I always caution parents of high-need/fussy/hard babies though, that if your heart tells you that something is wrong physically with your baby and that is why they are hard to soothe, just go get it checked out.  We did this, and saw multiple health care providers (I'm a nurse), but it wasn't until he was 2 that we found out what the health issue was, and it was a real one that required corrective surgery.  Clearly this isn't the case for all fussy babies, but I wouldn't let anyone write you off as just "colicky" if you feel otherwise. My son will live with kidney disease for his whole life, and I'll always wonder if it would have been a lesser impact if they had diagnosed it earlier.

June 8, 2011 at 8:38 AM  
Shannon B said...

So glad to support about not doing CIO. Frankly, there is quite enough crying without having her cry it out!! We are parenting our child to sleep and because of this deal with frequent snide comments from others who swear she would sleep if we weren't "spoiling" her. For now, we drink wine and repeat "this too shall pass". 

June 8, 2011 at 9:53 PM  
H Fancott said...

I always felt total sympathy for parents with colicky babies as I was SO challenged with Theo who was IMO pretty average. Not a great sleeper, not a bad sleeper. Cried a lot at the beginning and then tapered off. That said, now that he's almost 2, he's on the high end of WILD by any standard. He brings new meaning to the word active. We are always always running, and he almost never listens to anything we say. He hits and tackles and is also exceptionally charming and friendly! I have the hardest time imaging another one like him. He is the child that makes you stop and think twice if only for total energy depletion. Anyway, everyone says the second is almost always so different than the first (Well in our case, that's almost guaranteed ;).

June 9, 2011 at 7:48 PM  
H Fancott said...

Sidenote: He's can sometimes sleep up to 9 hours in a row now but normally gets up once...

June 9, 2011 at 7:49 PM  

Sorry to hear about your boys health challenges Sheryl. So tough when it is your own child and not a patient....well it is still tough when your patients are little and sick! I know when Ben was a crier people always assumed he must be sick and I hadn't yet had it diagnosed. He wasn't. He was full on healthy and...thriving! I know that often people want to have a reason for upset. I totally agree that it does not hurt to have a check up and make sure your baby is just a fussy high needs baby and doesn't have some underlying reason.

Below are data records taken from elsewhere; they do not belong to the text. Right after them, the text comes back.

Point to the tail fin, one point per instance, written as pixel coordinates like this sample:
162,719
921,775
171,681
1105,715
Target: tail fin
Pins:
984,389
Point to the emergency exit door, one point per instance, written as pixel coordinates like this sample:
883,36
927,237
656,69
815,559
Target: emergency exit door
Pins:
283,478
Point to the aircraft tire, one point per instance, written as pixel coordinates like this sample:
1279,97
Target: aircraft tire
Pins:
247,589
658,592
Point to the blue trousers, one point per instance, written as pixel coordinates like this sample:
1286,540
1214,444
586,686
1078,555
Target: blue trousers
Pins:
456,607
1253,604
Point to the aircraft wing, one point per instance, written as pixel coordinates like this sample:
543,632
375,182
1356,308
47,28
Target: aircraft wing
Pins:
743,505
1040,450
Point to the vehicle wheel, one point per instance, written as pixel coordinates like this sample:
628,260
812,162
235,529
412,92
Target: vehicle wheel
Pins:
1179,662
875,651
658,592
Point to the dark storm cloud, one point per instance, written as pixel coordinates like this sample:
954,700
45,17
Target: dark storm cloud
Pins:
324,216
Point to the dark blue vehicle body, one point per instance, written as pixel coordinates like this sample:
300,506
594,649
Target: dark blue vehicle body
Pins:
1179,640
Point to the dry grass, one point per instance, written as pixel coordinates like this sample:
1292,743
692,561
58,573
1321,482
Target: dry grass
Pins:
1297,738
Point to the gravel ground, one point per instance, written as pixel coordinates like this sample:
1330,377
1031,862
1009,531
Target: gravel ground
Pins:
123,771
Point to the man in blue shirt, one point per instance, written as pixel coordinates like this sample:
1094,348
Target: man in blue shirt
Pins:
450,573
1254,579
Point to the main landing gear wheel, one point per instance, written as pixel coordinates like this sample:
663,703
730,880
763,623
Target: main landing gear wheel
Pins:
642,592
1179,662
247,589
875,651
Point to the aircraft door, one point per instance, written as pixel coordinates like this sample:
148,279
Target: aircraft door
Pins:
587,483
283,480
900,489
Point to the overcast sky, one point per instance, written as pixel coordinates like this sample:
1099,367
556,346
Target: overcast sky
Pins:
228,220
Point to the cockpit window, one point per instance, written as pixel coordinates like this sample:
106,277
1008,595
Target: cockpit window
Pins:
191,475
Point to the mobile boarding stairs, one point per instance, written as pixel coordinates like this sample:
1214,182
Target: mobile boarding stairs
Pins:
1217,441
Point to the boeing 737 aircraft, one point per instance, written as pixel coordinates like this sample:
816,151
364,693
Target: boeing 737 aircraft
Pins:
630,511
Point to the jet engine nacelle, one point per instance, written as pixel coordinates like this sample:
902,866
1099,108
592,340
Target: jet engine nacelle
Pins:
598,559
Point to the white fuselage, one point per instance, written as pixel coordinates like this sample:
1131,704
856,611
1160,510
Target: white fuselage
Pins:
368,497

June 10, 2011 at 8:59 AM  
Arieanna said...

Your little guy sounds exactly like my Aiden. He was uber fussy, except he wouldn't tolerate baby wearing past 3 months old. I was probably pretty close to going insane a few times, though things got better (for a short while) once we sleep trained him (the first time). Past 18 months, once he learned to talk a bit, he's been a gem. Quiet, loving, inquisitive and fantastic. It does get easier! I too wish I had the opportunity to cherish his younger months.